To solve this, they built DetailVerse, a massive synthetic dataset of 700,000 high-quality 3D assets specifically designed to be rich in geometric complexity. The creation pipeline is a feat of engineering in itself:
- Text Prompt Curation: Starting with 14 million text prompts, they used LLMs to filter, classify, and standardize them to describe diverse, single-objects with clear geometric attributes.
- High-Quality Image Generation: The state-of-the-art text-to-image model
Flux.1-Dev
was used to generate images from these prompts, with specific instructions for isometric views and high detail. - Robust 3D Synthesis: The powerful image-to-3D model
Trellis
was used to convert these images into 3D meshes. - Rigorous Quality Control: The resulting 3D assets underwent a strict filtering process, using both automated checks (a DINOv2-based quality classifier) and human expert evaluation to ensure only the highest-quality, artifact-free models made it into the final DetailVerse dataset.
As shown in the paper's statistics, the average number of "sharp edges" in a DetailVerse model is 45,773, an order of magnitude higher than in datasets like Objaverse-XL (1,119). This data provides the essential "fuel" for training Hi3DGen to understand and reproduce intricate geometry.
Results: Setting a New State of the Art
Hi3DGen's performance was rigorously evaluated, and the results speak for themselves.
- Qualitative Superiority: As seen in numerous visual comparisons, Hi3DGen consistently generates 3D models with superior detail and fidelity to the input image.
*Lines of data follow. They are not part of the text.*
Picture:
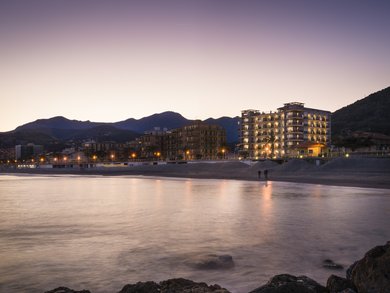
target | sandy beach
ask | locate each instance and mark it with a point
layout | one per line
(357, 172)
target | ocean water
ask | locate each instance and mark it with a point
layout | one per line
(100, 233)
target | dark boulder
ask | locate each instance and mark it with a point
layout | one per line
(372, 272)
(337, 284)
(141, 287)
(66, 290)
(329, 264)
(172, 286)
(290, 284)
(212, 262)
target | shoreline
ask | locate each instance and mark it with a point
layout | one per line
(363, 172)
(369, 274)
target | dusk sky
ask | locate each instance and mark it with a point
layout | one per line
(108, 61)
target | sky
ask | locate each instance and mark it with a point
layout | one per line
(108, 61)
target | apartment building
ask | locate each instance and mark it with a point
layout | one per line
(196, 141)
(293, 130)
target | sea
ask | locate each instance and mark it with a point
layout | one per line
(100, 232)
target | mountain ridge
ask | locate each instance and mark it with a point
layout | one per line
(59, 128)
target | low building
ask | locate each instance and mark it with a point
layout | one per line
(28, 152)
(196, 141)
(278, 134)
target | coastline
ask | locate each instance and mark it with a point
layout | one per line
(351, 172)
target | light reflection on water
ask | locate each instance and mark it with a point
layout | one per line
(101, 233)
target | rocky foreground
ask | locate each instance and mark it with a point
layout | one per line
(371, 274)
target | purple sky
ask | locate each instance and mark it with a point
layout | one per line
(112, 60)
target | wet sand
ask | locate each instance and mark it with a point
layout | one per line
(357, 172)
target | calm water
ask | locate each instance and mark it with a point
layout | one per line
(101, 233)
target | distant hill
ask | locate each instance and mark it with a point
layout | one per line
(58, 122)
(370, 114)
(60, 129)
(169, 120)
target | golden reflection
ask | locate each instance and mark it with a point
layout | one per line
(267, 212)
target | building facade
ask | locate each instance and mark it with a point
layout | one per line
(28, 152)
(196, 141)
(285, 132)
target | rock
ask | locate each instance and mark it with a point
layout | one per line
(184, 285)
(337, 284)
(290, 284)
(349, 270)
(372, 272)
(329, 264)
(172, 286)
(141, 287)
(213, 262)
(66, 290)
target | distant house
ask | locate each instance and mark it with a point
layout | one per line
(28, 152)
(196, 141)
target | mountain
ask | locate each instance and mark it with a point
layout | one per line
(60, 129)
(105, 133)
(169, 120)
(58, 122)
(370, 114)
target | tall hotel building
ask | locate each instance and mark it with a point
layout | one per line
(291, 131)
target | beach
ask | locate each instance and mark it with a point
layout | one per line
(356, 172)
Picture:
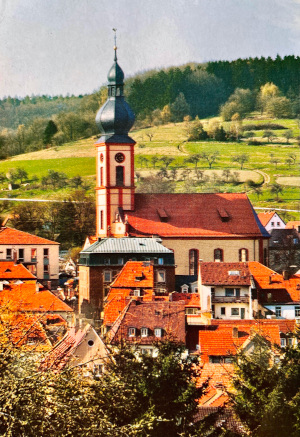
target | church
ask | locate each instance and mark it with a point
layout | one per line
(220, 227)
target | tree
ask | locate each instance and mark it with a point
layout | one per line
(211, 158)
(49, 132)
(179, 108)
(194, 159)
(279, 107)
(288, 135)
(154, 160)
(21, 174)
(276, 189)
(267, 390)
(241, 102)
(167, 160)
(241, 158)
(269, 135)
(275, 161)
(267, 92)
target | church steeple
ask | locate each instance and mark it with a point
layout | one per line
(115, 158)
(115, 117)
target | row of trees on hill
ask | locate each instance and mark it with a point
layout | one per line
(152, 396)
(67, 222)
(157, 97)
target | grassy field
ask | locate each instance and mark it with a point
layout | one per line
(266, 165)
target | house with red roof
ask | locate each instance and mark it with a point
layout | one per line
(225, 290)
(39, 255)
(143, 281)
(212, 227)
(28, 297)
(218, 342)
(278, 294)
(271, 220)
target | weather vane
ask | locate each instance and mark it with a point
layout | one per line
(115, 47)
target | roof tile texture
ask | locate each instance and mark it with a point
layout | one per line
(193, 215)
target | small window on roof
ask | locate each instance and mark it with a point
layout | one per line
(234, 273)
(158, 332)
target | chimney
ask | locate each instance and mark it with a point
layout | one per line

It excels at capturing complex textures, sharp edges, and subtle surface variations that other models miss entirely.
- Quantitative Dominance: In quantitative benchmarks for normal estimation, NiRNE significantly outperforms both regression-based and diffusion-based methods on key metrics like Normal Error (NE) and Sharp Normal Error (SNE).
- User-Approved: In a user study involving both amateur 3D users and professional 3D artists, Hi3DGen's results were overwhelmingly preferred over five other leading models, including Hunyuan3D-2.0, Dora, Clay, Tripo-2.5, and Trellis.
Hi3DGen (in purple) was the top choice for both professional artists and amateur users, demonstrating its superior generation quality.
Conclusion and Significance
Hi3DGen represents a significant leap forward in single-image 3D generation. By rejecting the direct 2D-to-3D approach and instead adopting a "normal bridging" strategy, the framework effectively decomposes a complex problem into solvable parts. The combination of a specialized normal estimator (NiRNE), a regularized geometry generator (NoRLD), and a purpose-built, detail-rich dataset (DetailVerse) creates a synergistic system that achieves unprecedented fidelity.
This work not only sets a new benchmark for performance but also provides a powerful new direction for future research, paving the way for applications in gaming, virtual reality, digital art, and e-commerce where high-quality 3D assets can be generated from simple photographs with ease.